В прихожей он помягчел, даже помог мне надеть мою кроличью курточку.

– Она слишком легкая, – сказал он, щупая тощий мех. – В такой холод тебе надо носить пальто.

1 То есть «мэтр», обращение к адвокату.

Никогда он не принимал более отеческого вида. Но когда я уселась рядом с ним в машину, платье

задралось слишком высоко. Мне сообщил об этом его настойчивый взгляд, прикованный к резинке на чулке. Я

тотчас одернула платье, и мой взгляд заставил его отвести глаза с невинностью, сознающей свою силу.

XIV

И вот уже во второй раз я в замешательстве. Мне нравится казаться себе цельной и рассудительной; я не

выношу воспоминаний о мутном водовороте, на какое-то время нарушившем прямое течение моей жизни. Я

прекрасно знаю, что против него у меня осталось только одно средство: угрем зарыться в ил и ждать конца

зимы, чтобы подняться со дна. Но как о ней-то забыть?

Декабрь, январь, февраль. Болото поднимается до самой рябины, отступает, прибывает и спадает, над ним

проносятся бешеные облака и растерянные утки, не знающие, куда податься: на юг или на север. За окном то

дождь, то снег, то ветер. Маме то немного лучше, то немного хуже, Морис переходит то на “ты”, то на “вы”,

Натали то озлобляется, то смиряется. А я сную между чистыми тротуарами Нанта и раскисшей глиной Залуки,

между приемной и кабинетом, между голубой комнатой и курсами Пижье, где тридцать девиц ломают себе

ногти о клавиши “Ундервуда”, и не знаю, на что решиться и почему я так довольна тем, что недовольна собой.

Собой и, разумеется, всеми остальными. Своей сестрой, до которой никак не дойдет, что больше не

нужно говорить “Месье Бис”, глупо моргая, как курица, большими круглыми глазами. Немилосердной Натали,

назойливой, вечно скатывающейся на упреки и едкие намеки на мое отступничество или, наоборот, замкнутой,

что-то ворчащей сквозь вставную челюсть и бросающей меня одну-одинешеньку, словно школьницу,

поставленную в угол. Морисом, непохожим на самого себя: ни отчим, ни начальник, ни друг – всего по

очереди и понемногу, не считая кратких явлений четвертого человека, слишком любезного, чтобы не быть

галантным, но натянутого, как узел на его галстуке, корректного от пробора до кончиков ногтей и

улыбающегося одинаковой улыбкой – что мне, что моей матери.
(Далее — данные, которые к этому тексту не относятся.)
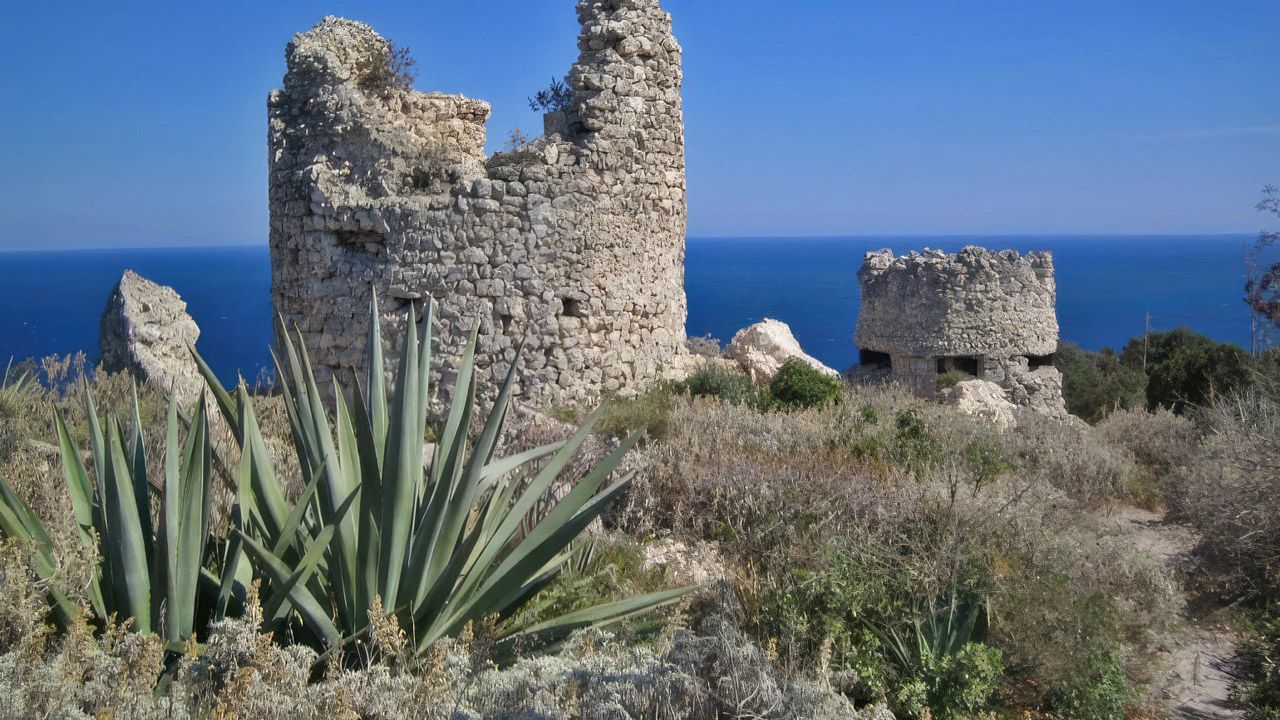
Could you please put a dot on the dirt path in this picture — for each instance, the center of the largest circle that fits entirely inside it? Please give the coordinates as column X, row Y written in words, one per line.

Одинаковой улыбкой. Разгорающееся пламя часто колышется в отсветах гаснущего. Мы начинаем что-то

новое, не успев закончить старого, и жизнь продолжается, непрерывно возобновляясь. Как знать? Как

предвидеть? И что помнить из того, в чем стоит признаться? Вряд ли можно себя понять, рассматривая яркие

эпизоды, похожие на лубочные картинки, которые инстинктивно отбирает плутовка память. Но нужны же

какие-то ориентиры, и я уже вижу некоторые из них…

* * *

Сначала – зал уголовного суда. Председатель допрашивает обвиняемую – симпатичную карманницу,

которая здесь уже не в первый раз. Морис, считающий гражданское судопроизводство более прибыльным

делом, назначен официальным защитником. Он зевает, чистит одним ногтем другой, кивает подбородком,

приветствуя коллег. Впервые я вижу его в мантии, священнодействующим – правда, без особого величия – на

своей скамье. Манишка придает свежесть его лицу, и брюки, топорщащиеся под мантией, делают ее не более

похожей на тогу, чем его профиль – на римский.

Но вот он поднимается, спокойно, не жестикулируя руками, погруженными в широкие, как у рясы,

рукава; он начинает говорить, и зал суда наполняется его голосом, не столько звучным, сколько убедительным,

вывязывающим фразы, оплетая ими аргументы с вежливой настойчивостью, пробуждающей внимание

товарища прокурора, задремавшего за лампой с абажуром из зеленого фарфора.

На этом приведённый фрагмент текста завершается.